Faceva mille sorrise sdentati, e aveva una predilezione per Edward, tanto che ogni volta che lo vedeva sorrideva a più non posso.
-Sei sicura che non vuoi che ci fermiamo a cena qui?- stava dicendo quest'ultimo.
-Già, D, possiamo lavare noi i piatti!-
Dianna si affrettò a declinare la proposta -Assolutamente no! Tu sei appena tornato distrutto dal lavoro, e immagino che Audrey voglia passare un po' di tempo con te! Io e Daisy staremo benissimo!-
-Ma zia Aud sta volentieri con Dianna e Daisy.. vero Daisy?- fece Audrey, guardando la bimba con un sorriso dolce
Daisy annuì contenta, afferrando i lunghi boccoli neri della zia per giocare.

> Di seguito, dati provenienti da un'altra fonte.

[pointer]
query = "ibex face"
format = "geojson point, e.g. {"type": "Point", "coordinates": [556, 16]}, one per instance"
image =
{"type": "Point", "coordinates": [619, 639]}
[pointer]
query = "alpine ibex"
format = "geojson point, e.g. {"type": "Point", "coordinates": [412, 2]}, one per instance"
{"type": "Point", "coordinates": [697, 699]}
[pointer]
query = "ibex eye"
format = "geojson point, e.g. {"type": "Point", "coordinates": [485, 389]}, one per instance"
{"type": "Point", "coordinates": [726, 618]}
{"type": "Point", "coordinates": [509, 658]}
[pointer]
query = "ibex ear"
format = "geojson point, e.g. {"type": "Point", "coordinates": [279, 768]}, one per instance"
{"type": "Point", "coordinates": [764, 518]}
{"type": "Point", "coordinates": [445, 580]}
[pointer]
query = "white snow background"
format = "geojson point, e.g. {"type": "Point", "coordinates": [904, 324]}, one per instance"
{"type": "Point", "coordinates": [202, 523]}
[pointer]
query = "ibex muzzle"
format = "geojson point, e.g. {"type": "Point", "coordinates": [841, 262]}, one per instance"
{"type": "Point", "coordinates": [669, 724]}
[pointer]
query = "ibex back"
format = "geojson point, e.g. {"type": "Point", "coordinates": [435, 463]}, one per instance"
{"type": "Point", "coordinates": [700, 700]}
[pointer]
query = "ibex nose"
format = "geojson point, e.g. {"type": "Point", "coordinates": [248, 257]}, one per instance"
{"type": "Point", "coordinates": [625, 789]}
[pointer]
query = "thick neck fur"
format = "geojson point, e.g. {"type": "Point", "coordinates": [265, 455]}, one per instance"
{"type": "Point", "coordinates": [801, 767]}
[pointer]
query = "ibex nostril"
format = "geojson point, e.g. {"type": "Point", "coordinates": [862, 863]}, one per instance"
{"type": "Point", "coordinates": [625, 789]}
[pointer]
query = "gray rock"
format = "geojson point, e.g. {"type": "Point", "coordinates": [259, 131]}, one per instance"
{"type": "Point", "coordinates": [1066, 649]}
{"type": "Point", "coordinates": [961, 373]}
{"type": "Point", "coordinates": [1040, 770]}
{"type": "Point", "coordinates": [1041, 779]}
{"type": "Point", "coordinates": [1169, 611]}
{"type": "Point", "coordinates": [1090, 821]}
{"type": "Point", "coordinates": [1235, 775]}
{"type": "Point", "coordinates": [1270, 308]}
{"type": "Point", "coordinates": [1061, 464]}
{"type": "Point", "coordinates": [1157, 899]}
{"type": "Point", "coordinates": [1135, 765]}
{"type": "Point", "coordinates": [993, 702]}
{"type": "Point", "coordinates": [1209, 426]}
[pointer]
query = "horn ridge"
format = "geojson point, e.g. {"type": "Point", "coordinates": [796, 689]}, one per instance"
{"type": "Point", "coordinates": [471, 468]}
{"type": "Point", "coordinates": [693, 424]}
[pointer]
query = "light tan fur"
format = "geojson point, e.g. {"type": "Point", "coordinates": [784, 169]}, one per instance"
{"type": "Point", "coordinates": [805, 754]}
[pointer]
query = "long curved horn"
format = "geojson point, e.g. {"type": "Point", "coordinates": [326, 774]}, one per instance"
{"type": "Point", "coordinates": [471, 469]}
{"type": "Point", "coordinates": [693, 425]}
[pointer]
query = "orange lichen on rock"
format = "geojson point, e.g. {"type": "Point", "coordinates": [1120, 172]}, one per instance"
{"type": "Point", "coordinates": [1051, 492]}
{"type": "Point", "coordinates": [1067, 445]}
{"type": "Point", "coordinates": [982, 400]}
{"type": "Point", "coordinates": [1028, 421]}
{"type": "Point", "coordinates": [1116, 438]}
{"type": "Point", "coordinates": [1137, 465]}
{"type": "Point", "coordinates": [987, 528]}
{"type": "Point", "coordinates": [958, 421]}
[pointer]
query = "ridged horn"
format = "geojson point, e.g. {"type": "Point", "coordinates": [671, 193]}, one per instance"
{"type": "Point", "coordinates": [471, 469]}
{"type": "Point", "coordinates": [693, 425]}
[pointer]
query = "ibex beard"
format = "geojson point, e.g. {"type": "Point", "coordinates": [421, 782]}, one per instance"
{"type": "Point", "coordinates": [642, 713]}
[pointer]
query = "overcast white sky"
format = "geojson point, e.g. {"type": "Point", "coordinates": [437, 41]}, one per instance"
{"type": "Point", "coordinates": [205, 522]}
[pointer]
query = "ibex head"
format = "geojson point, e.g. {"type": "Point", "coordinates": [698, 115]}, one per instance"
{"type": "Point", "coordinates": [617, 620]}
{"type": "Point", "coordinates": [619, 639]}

-Ragazzi, eravate qui anche due sere fa, e Domenica.. voglio che passiate almeno una sera da soli!- esclamò Dianna, con un sorriso grato
Edward provò ad insistere, pur sapendo che, quando s'interstardiva, anche la posata Dianna era in grado di far sentire le proprie ragioni.
Stava giusto cercando di convincerla, quando si accorse che lei guardava con aria terrorizzata qualcosa alle sue spalle, fuori dalla finestra che dava sul piccolo giardino della casa.
Uno scambio di sguardi con Audrey bastò a dare concretezza al suo sospetto: quell'uomo in uniforme stava avanzando proprio verso casa di Dianna.
Audrey posò la bambina sul divano, e i secondi che passarono tra lo sparire del soldato dalla loro vista a quando suonò il campanello, furono i più lunghi della loro vita.
Edward era pallido, immobile, sapeva cosa aspettarsi. Dianna credeva che le sue ginocchia non avrebbero retto, che la testa le sarebbe esplosa, ma sapeva che doveva essere forte. Audrey era in piedi, le mani tremanti, gli occhi spalancati. Solo la piccola Daisy sembrava tranquilla, ignara della situazione. E poi il campanello suonò.